On Wednesday 14 March 2018 the Minister for Home Affairs, the Hon Peter Dutton MP, asked the Committee to inquire into and report on the review processes associated with visa cancellations made on criminal grounds. The Committee was to have particular regard to:
the efficiency of existing review processes as they relate to decisions made under section 501 of the Migration Act;
present levels of duplication associated with the merits review process; and
the scope of the Administrative Appeals Tribunal’s jurisdiction to review ministerial decisions
The Committee’s report is focussed on the inquiry’s terms of reference. The introductory chapter provides an outline of the conduct of the inquiry and an explanation of the current visa cancellation provisions and processes, including the role played by the Administrative Appeals Tribunal (AAT) in reviewing decisions. This chapter also includes statistics on visa cancellations and reviews.
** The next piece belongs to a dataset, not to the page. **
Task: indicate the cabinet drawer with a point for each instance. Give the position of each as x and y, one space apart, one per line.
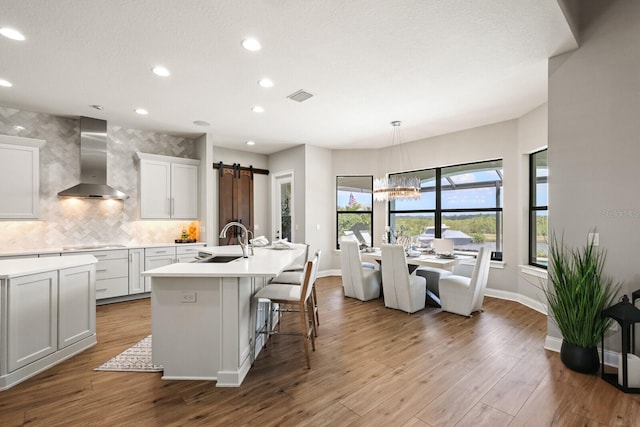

Chapter 2 analyses the efficiency of existing review processes, firstly considering how visa cancellations may help to protect the Australian community, then looking at the AAT’s processes, and the efficiency of mandatory cancellation and review in the Department of Home Affairs. The chapter seeks to answer whether there is any duplication associated with merits review.
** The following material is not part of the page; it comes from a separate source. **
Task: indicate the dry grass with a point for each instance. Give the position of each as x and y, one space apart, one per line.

Chapter 2 also looks at the issues of detention and non-refoulement, in terms of how these impact efficiency in the system.
Chapter 3 considers the impacts of visa cancellations on long-term residents, Australian citizens and minor children, and citizens of New Zealand. Then looks at the scope of AAT merits review, the appropriateness of merits review in cases of violent and sexual crimes, and the role of merits reviews in cases of minor criminality.
Also considered is the role of victims in the merits review process, issues of public confidence in merits review, and ways in which visa cancellations and merits review could be strengthened.